A group of local crochet artists and seamstresses have joined forces with a head nurse at Portimão Hospital to sew protective equipment, such as caps and shoe covers, for health care workers during these trying times.
The idea was pitched by head nurse Conceição Cruz, 56, to Susana Espírito Santo, 53, a member of the ‘Agulhas Marafadas’ group.
Every morning, Conceição delivers boxes and bags filled with items donated by the hospital – including cotton fabric, non-woven fabric and elastics – to the group’s members who use their skills to turn them into surgical caps, shoe covers, hoods and other protective equipment.
It is a daily routine that started on Saturday, March 21 and will continue for as long as nurses and doctors need this vital protective gear.
Susana Espírito Santo is helped by her 78-year-old mother and her 24-year-old daughter, with the eldest members of the family manning the sewing machines and the youngest in charge of cutting the materials.

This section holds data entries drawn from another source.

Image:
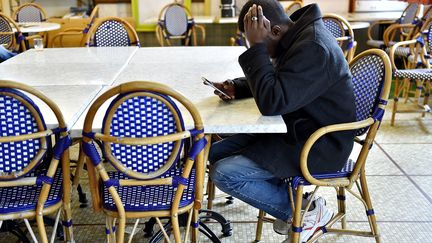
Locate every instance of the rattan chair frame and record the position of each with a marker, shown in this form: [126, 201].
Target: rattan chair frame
[17, 39]
[99, 173]
[133, 36]
[343, 23]
[7, 181]
[164, 37]
[340, 184]
[76, 31]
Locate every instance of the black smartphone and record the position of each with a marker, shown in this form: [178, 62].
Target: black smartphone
[210, 83]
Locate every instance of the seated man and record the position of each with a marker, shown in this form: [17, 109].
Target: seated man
[293, 68]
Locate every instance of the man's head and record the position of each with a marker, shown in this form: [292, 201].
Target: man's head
[279, 21]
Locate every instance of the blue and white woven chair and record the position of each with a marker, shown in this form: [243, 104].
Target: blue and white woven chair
[342, 31]
[34, 176]
[416, 97]
[402, 29]
[143, 136]
[111, 32]
[75, 32]
[371, 72]
[294, 6]
[175, 21]
[10, 35]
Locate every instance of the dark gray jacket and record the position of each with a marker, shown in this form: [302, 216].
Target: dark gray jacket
[309, 84]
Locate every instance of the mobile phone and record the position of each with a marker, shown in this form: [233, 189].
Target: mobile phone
[209, 83]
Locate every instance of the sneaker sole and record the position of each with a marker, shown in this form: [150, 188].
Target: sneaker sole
[325, 220]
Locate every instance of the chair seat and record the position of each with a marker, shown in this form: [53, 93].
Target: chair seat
[24, 198]
[148, 198]
[344, 172]
[400, 51]
[378, 43]
[421, 74]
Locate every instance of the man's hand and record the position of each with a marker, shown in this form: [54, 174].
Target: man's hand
[228, 87]
[257, 26]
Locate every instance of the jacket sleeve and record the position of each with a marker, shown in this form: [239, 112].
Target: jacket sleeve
[302, 76]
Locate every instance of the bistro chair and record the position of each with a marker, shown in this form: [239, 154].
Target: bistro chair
[10, 35]
[400, 30]
[34, 175]
[342, 31]
[142, 137]
[371, 72]
[175, 21]
[111, 32]
[76, 32]
[294, 6]
[30, 12]
[416, 97]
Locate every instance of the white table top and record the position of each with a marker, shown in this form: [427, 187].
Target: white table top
[108, 55]
[61, 73]
[72, 100]
[32, 27]
[182, 68]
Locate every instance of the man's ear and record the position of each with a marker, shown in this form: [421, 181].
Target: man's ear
[276, 30]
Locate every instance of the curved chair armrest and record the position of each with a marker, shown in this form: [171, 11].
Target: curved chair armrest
[318, 134]
[203, 33]
[393, 50]
[393, 29]
[380, 22]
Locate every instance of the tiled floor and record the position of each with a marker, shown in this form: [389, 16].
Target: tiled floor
[400, 180]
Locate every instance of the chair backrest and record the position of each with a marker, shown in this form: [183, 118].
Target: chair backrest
[29, 12]
[175, 21]
[143, 132]
[338, 27]
[371, 76]
[24, 137]
[410, 16]
[294, 6]
[10, 35]
[111, 32]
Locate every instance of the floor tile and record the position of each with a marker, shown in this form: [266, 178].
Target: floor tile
[414, 159]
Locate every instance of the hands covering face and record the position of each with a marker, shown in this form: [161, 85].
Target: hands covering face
[257, 26]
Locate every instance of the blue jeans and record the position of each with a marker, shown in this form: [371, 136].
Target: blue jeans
[246, 180]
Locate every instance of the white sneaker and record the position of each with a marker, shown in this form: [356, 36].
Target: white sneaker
[281, 227]
[314, 220]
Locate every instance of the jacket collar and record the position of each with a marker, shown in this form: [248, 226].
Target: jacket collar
[301, 18]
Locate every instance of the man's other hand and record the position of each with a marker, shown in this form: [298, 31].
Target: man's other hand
[228, 87]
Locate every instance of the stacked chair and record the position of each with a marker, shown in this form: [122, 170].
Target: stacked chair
[371, 72]
[400, 30]
[34, 174]
[152, 174]
[111, 32]
[342, 31]
[30, 12]
[10, 35]
[413, 85]
[175, 22]
[74, 32]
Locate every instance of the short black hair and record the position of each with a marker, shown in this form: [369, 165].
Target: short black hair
[272, 10]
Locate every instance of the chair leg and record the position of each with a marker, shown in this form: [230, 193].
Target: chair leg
[175, 228]
[260, 223]
[341, 205]
[395, 100]
[296, 225]
[211, 194]
[370, 212]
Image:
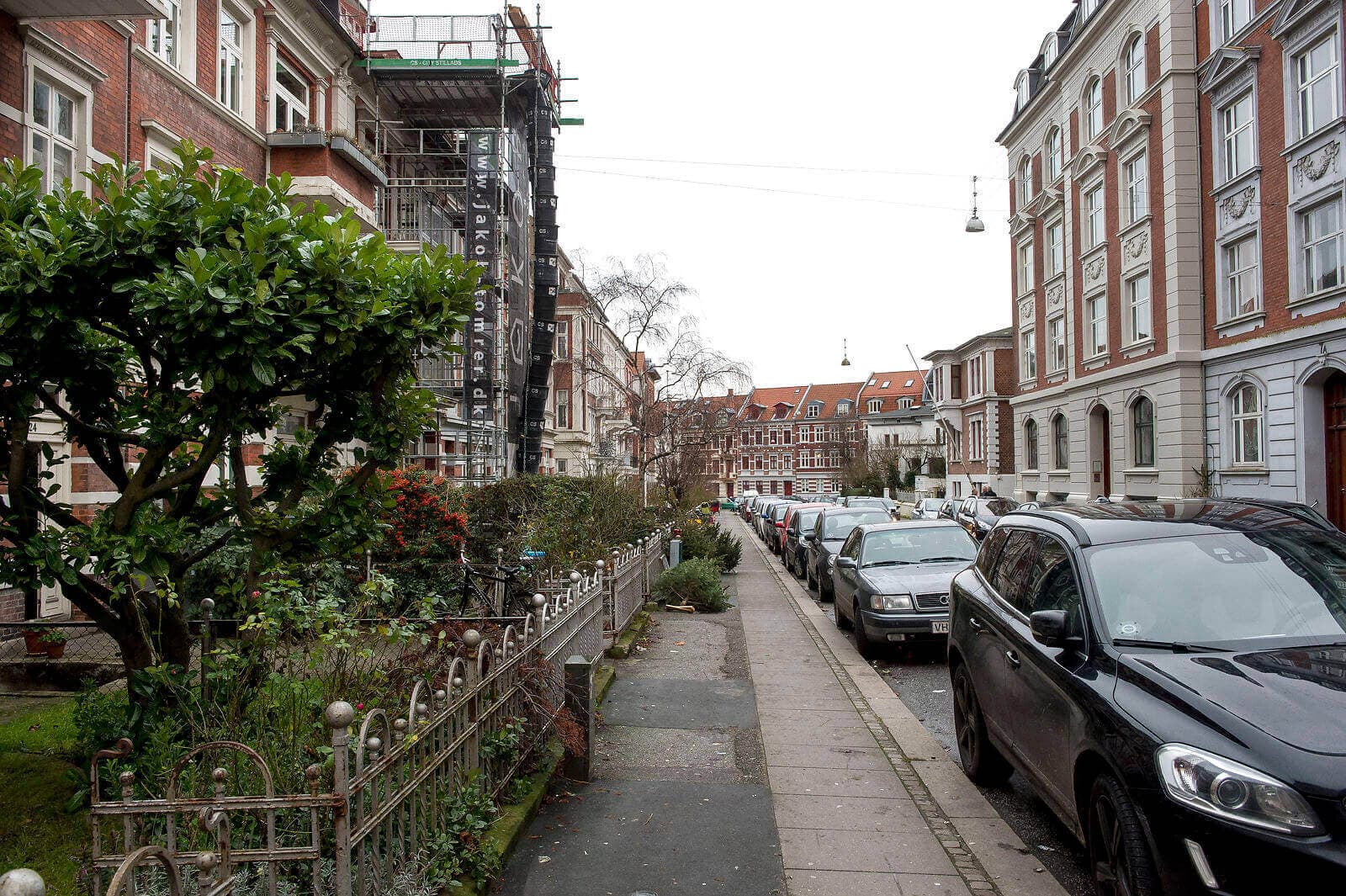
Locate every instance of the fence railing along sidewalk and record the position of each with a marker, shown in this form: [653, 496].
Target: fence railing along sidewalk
[390, 770]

They work for over eight hours a day.
“It isn’t easy to be home all day, so it is good that this challenge came along. As I have always had materials available, I haven’t had much down time,” she said.
Nine other members of the ‘Agulhas Marafadas’ group – which before the pandemic would meet at cafés to talk and learn from each other – are also pitching in and helping as they can.

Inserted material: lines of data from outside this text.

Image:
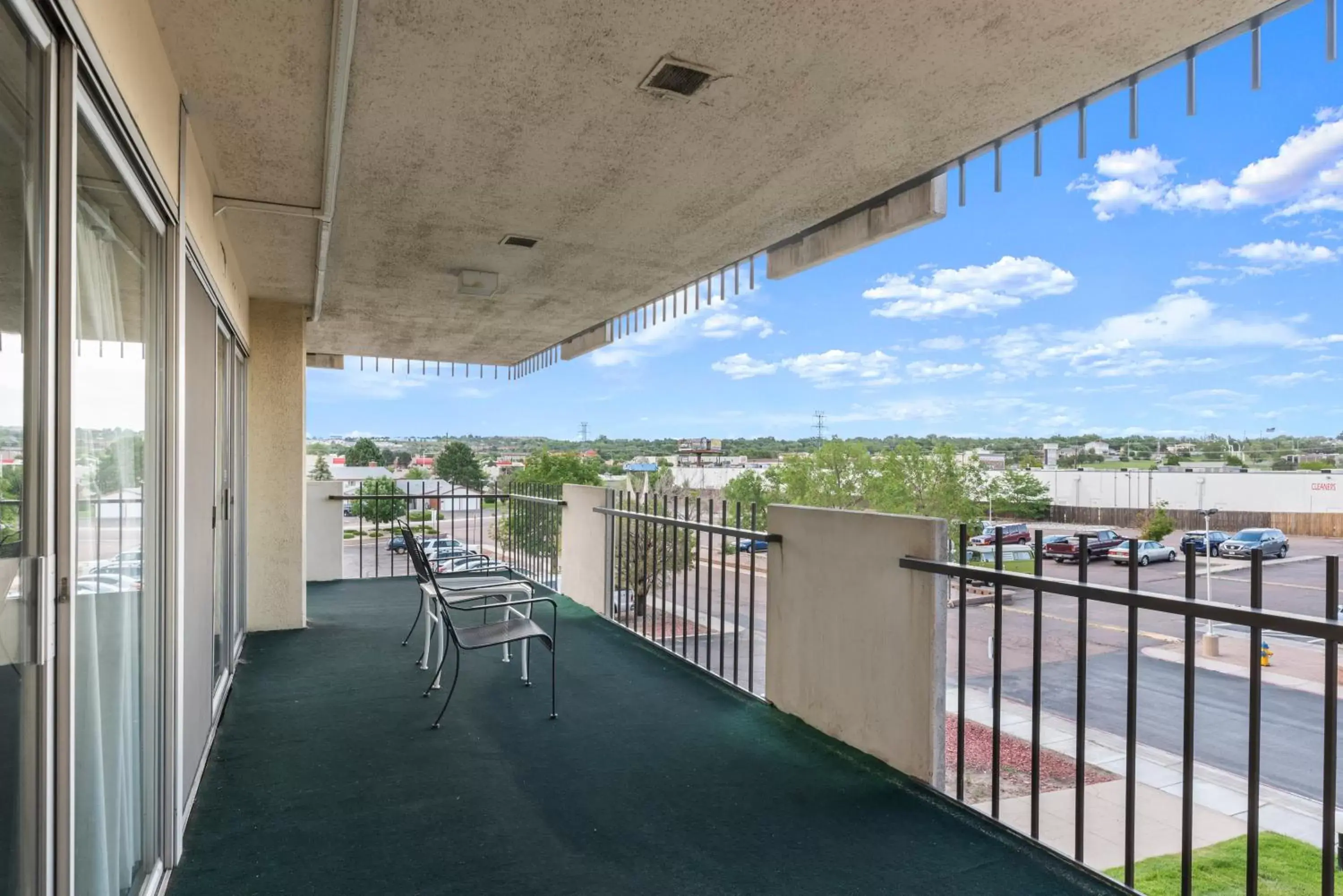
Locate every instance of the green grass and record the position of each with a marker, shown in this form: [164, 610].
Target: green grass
[1287, 868]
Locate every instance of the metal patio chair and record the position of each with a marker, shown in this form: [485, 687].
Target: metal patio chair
[462, 589]
[489, 635]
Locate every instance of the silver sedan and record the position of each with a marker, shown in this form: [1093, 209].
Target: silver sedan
[1147, 553]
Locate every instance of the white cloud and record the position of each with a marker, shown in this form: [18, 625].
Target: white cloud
[1288, 379]
[975, 289]
[945, 344]
[743, 367]
[837, 367]
[1306, 175]
[728, 324]
[932, 371]
[1282, 253]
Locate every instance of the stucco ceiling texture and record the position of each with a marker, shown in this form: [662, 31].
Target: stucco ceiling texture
[469, 120]
[254, 74]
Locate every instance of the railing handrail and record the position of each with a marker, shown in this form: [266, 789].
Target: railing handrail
[1217, 612]
[691, 525]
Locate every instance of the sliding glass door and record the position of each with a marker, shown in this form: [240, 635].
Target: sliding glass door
[25, 366]
[116, 598]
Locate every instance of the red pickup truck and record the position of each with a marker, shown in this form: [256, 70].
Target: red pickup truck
[1098, 546]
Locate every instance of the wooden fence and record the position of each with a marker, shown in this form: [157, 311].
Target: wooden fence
[1317, 525]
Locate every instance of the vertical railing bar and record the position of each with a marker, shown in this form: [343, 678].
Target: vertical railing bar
[1080, 782]
[998, 674]
[751, 609]
[961, 672]
[1256, 706]
[1036, 668]
[1131, 726]
[1331, 727]
[697, 519]
[736, 597]
[723, 590]
[1186, 860]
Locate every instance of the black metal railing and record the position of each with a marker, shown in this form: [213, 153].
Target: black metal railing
[531, 543]
[1253, 619]
[676, 576]
[461, 529]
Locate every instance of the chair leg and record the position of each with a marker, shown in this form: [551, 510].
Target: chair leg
[437, 674]
[418, 614]
[457, 670]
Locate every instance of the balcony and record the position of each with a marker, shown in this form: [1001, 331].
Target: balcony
[656, 778]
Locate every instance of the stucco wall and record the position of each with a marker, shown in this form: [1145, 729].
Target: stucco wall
[857, 645]
[583, 546]
[277, 596]
[324, 534]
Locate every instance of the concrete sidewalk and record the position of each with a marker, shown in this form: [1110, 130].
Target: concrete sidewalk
[1216, 792]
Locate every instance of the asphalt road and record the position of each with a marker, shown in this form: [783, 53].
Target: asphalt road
[1292, 729]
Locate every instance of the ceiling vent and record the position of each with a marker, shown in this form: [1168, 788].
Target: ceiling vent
[677, 78]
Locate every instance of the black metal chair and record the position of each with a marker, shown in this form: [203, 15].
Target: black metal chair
[489, 635]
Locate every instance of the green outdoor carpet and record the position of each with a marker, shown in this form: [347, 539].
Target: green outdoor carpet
[327, 780]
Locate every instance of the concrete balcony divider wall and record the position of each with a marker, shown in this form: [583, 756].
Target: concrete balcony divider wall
[325, 537]
[856, 645]
[583, 546]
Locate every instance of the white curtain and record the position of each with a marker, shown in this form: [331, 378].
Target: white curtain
[109, 759]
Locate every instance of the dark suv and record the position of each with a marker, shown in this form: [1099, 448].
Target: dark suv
[1271, 542]
[1198, 542]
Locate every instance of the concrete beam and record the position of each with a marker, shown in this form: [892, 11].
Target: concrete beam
[856, 645]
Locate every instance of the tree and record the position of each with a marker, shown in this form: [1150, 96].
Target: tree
[382, 511]
[121, 465]
[1157, 525]
[363, 453]
[321, 471]
[558, 469]
[751, 488]
[1022, 496]
[457, 464]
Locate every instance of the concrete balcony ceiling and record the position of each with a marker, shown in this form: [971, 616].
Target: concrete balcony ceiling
[469, 121]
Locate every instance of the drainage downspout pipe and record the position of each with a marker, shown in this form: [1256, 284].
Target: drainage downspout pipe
[338, 94]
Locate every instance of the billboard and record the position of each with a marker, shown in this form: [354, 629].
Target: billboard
[699, 446]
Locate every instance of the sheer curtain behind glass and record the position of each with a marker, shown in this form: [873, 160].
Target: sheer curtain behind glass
[22, 90]
[116, 608]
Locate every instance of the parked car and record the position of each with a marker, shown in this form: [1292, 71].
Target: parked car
[1271, 542]
[1013, 534]
[1196, 542]
[1147, 553]
[1098, 546]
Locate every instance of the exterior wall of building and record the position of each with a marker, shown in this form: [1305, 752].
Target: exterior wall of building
[129, 45]
[1271, 492]
[277, 596]
[856, 644]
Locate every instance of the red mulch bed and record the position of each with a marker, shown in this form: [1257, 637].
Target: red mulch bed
[1056, 770]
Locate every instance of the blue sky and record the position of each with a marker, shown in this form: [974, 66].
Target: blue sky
[1185, 282]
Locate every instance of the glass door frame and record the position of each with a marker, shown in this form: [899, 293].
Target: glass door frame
[38, 518]
[78, 101]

They had already worked together with Conceição Cruz in the past to make clothes for children in Africa as part of the Little Dress for Africa initiative, which was a “success”.
“More than a job, this is a mission that was given to us due to the shortage of individual protection kits at that hospital,” Susana told Barlavento newspaper.
“We cannot sew masks as they require a type of fabric that hasn’t been easy to find,” she said, adding that making masks without this fabric would only provide a “false sense of safety”.
So far, Susana’s family alone has produced 40 caps and 40 visors for the Santa Casa da Misericórdia to protect its staff during home care visits, with another 200 visors and 130 caps already ordered by the institution, as well as 89 caps and 366 protective hoods for Portimão Hospital.
Conceição Cruz is in charge of delivering the equipment to her colleagues at the hospital, handing out the first protective cap for free and charging €2 for the second, as not all the needed materials are provided by the hospital.
Her co-workers say that she “should charge more, but the idea isn’t to make money”.
“No country is ready for something like this”
Nurse Conceição Cruz provided a glimpse of what life is like for those who go to work, every day, not knowing what to expect.
“Every day, I feel like I’m heading towards a tsunami. I feel fear, anguish and distress for being at the frontline,” she told the paper.
“When we went on strike to ask for better working conditions, many called us criminals. But today, here we are, doing all we can … leaving our children and families at home, and unable to be close to them because we are scared (of infecting them).
“Everyone has a part to play, which is to stay at home. However, I still see many people on the streets,” she said, urging everyone to, individually, do what they can to “stop the enemy”.